Indie music history is littered with the broken wrecks of “next big thing” bands, destined for greatness and thrust onto the bright cover of the NME before anyone actually wanted to hear them. Certainly, for every Arctic Monkeys or Libertines, there’s a Terris or a Menswear lurking in the magazine’s all but forgotten shadows. Few bands, though, can be less deserving of a place in the spotlight than The Horrors, who graced the NME as cover-stars just a month or two ago.
The Horrors are one of those bands that seem to represent the very worst kind of style over substance, designer hype. They come on the back of all the right manufactured record company build up, have the expensive haircuts and trendy threads, and to tell the truth, not a lot else. The band’s main gimmick, apart from the Vince Noir-like gravity defying hair, is that they seem to be presented as some kind of black-clad goth-punk revivalists who dress like corpses at a roller disco and play hysterical garage-punk thrashes that sound like the Cramps and the Damned.
The thing is, even a movement rooted in cartoon darkness like goth at least came with a bit of authenticity. You might well have grown out of it by the time you were 17, but most goths still had the commitment to hang around in a few graveyards and drink the odd snakebite in the meantime. The Horrors, on the other hand, offer a completely clean-cut, watered-down, designer-label version of everything they touch. As for the music — well, surprise, surprise — it’s shit. There’s an admirable attempt to keep the songs on The Horrors EP short, jagged, and over before you notice where the riffs have been nicked from, but that’s about as good as it gets.
The ’60s garage thrashes come straight out of the handbook — with only the demented Vox organ on “Death at the Chapel” sounding remotely interesting. “Crawdaddy Simone” and “Jack the Ripper” are both limp cover versions of great, dumb songs that are reduced to little more than shock-rock karaoke here. “Jack the Ripper” in particular lacks the eerie tone of Screaming Lord Sutch’s original, as well as any of the incendiary fire the White Stripes injected into the song. As for the Horrors originals, both “Sheena is a Parasite” and “Death at the Chapel” are generic-beyond-belief pop-punk songs, which for all the twisted darkness the bands image alludes to, are devoid of any sort of menace or shade. Only the last track here, “Excellent Choice”, with its discordant, slightly unsettling vocals and Cramps-like rhythm, hints at anything decent to come from the band.

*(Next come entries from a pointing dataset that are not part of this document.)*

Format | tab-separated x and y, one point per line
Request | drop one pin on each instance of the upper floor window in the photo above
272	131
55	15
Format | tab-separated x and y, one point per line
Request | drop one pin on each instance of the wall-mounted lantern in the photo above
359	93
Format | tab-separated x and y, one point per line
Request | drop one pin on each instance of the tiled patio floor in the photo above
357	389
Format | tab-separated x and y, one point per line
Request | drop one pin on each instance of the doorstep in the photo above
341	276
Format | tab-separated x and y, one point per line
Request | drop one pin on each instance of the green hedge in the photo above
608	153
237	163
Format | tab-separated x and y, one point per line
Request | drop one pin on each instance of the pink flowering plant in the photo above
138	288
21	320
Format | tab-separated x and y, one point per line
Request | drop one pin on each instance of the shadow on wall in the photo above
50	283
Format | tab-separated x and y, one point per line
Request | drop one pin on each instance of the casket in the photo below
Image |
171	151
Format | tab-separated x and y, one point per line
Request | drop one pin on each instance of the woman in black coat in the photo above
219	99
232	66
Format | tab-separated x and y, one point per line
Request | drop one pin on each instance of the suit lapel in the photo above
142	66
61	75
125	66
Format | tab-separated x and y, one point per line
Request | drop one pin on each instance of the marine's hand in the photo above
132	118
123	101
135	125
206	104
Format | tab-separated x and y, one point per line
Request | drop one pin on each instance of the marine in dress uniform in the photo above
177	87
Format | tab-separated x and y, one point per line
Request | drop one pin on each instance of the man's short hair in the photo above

The worst thing about this EP is that it should be great. The band could have taken all that dark, kitsch, B-Movie style, dressed it up and produced some squalling, dumb, funny pop anthems. There’s clearly already enough about the Horrors and particularly, their posing, zombified frontman, Faris Badwan (yep, seriously), to ensure they receive the almost frenzied attention they’re currently getting. Besides, as shown up by this review, there’s nothing like a bunch of public schoolboys playing at being rock stars to get peoples backs up when they should know better. And really, all of this would be great if the Horrors actually had the tunes to back up the hairdos. The truth is, though, the Horrors can’t help but reek of a band that have fallen into the trap of receiving too much attention and hype before they had anything worth listening to. Their shelf life as “band of the moment” might be limited, and their time might very definitely be now — but maybe it wouldn’t be such a bad idea for the Horrors to keep the image and scurry back to the Batcave to spend and a little less time playing with the hairspray, and a bit more time writing some decent songs.